Following the spirit of the rebel cities, the Resolution 446/2016 is important because it recognises the social value of the experiences living in the occupied spaces  and not only the economic value of the properties. It is also important as it establishes “the recognition of public spaces as part of a process of constant active listening and monitoring of the city and its demands, in relation to the collective use of spaces and protection of the commons”.

To analyse the forms of management and regulation of the occupied buildings, there are already public discussion tables where citizens have co-decision power with the Administration. Each space is different so the required management and the profile of the spaces varies from one to another. They all have in common the protection of the commons and the objective of keeping alive cultural, social and political matters, sometimes even in the form of workshops and training centres for women, children and unemployed citizens.

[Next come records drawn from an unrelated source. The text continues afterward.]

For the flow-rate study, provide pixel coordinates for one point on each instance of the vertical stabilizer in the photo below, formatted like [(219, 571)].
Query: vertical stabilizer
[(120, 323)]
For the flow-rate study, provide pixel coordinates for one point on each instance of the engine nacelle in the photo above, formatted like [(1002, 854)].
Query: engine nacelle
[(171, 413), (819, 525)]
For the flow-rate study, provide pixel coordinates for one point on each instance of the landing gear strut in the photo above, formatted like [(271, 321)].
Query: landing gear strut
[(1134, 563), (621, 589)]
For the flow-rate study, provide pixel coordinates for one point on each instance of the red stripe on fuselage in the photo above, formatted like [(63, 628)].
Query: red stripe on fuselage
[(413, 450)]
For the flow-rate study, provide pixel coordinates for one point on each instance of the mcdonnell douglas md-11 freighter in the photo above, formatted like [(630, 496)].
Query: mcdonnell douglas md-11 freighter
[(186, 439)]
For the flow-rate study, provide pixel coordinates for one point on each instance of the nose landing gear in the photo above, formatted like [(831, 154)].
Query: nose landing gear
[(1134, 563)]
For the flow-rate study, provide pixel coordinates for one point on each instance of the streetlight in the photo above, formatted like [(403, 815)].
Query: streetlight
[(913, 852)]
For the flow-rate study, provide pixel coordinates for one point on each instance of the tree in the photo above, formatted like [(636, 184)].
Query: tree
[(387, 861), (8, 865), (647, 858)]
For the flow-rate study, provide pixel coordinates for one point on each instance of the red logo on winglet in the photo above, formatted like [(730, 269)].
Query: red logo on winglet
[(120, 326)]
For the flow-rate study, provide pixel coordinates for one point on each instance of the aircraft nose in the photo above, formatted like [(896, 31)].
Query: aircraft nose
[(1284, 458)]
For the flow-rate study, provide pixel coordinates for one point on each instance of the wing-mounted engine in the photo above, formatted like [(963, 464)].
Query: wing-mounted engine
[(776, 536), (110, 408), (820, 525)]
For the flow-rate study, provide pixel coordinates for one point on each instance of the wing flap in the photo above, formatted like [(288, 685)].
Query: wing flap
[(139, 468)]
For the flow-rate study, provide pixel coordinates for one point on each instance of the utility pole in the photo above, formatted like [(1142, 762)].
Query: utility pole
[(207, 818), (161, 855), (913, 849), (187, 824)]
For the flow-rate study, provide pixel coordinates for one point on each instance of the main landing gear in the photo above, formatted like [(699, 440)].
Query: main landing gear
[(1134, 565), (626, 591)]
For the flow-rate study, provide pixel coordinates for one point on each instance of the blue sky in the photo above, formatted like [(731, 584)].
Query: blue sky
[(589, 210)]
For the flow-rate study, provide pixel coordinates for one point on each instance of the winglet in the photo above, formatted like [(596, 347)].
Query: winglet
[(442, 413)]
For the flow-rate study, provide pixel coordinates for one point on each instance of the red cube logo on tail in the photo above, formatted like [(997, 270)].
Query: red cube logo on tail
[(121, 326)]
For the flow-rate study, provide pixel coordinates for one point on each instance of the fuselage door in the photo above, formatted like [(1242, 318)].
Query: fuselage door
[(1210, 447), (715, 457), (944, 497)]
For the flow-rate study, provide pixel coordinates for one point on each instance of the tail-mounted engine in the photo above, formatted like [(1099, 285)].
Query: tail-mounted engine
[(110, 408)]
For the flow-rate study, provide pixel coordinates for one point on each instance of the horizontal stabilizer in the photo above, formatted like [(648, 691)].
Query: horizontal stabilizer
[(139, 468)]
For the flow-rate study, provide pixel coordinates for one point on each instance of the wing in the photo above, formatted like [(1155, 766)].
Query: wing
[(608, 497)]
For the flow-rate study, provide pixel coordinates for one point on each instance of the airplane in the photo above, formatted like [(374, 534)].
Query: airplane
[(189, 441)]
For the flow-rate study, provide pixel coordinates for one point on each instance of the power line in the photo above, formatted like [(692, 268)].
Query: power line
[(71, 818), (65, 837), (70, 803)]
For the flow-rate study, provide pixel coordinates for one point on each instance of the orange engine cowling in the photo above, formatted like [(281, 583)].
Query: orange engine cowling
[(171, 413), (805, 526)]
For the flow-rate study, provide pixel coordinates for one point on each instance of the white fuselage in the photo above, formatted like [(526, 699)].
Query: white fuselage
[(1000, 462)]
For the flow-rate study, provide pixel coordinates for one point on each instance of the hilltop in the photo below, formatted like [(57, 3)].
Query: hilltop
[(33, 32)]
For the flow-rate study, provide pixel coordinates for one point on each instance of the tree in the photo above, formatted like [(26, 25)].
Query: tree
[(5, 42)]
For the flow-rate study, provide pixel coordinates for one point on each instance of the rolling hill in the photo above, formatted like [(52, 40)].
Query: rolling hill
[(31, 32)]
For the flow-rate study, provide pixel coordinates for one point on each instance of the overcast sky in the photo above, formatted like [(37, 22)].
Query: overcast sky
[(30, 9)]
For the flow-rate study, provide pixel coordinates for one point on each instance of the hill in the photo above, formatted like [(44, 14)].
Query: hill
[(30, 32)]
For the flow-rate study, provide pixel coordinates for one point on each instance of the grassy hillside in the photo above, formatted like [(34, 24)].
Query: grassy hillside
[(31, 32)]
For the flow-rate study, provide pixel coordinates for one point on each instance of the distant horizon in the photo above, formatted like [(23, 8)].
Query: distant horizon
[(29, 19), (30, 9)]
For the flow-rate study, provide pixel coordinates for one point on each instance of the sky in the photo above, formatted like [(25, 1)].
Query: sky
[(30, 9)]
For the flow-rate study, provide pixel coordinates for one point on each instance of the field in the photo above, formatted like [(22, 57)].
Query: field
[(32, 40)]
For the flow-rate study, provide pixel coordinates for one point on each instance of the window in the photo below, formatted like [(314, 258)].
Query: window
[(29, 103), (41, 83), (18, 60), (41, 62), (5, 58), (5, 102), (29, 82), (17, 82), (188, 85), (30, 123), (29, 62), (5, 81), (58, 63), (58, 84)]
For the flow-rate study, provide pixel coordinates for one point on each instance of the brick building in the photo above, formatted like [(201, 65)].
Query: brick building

The final objective of the rebel cities is to reconstruct democracy from the local realities that have experience dealing with embryonic initiatives in a way that challenges the current relationship between institutions and the citizens they represent. But mapping the existence of these spreading realities is not enough: it’s important to acknowledge the challenges that they still face. There are limits, contradictions, and incoherencies in the legal systems that need to be identified and addressed. Committed to the necessity of addressing these challenges, EA has established a stream within our Campus: Shifting Baselines next week, focused just on the process of governing alternative or “rebel cities”.

During the three days of Campus and in the steam focusing on them (shifting institutions), different representatives of European cities and experts in urbanism and city government will meet to organise an exchange of experiences to establish a common background of knowledge that can help them in governing and resolving immediate problems, but also establishing future synergies together. Secondly, the construction on a European level of a network of cities for change, can make the difference in the process of making a better impact in the European institutions. This means that by showing unity and coordination between all these cities, it is possible to prove that “rebel cities are not utopia, they are spreading around Europe”.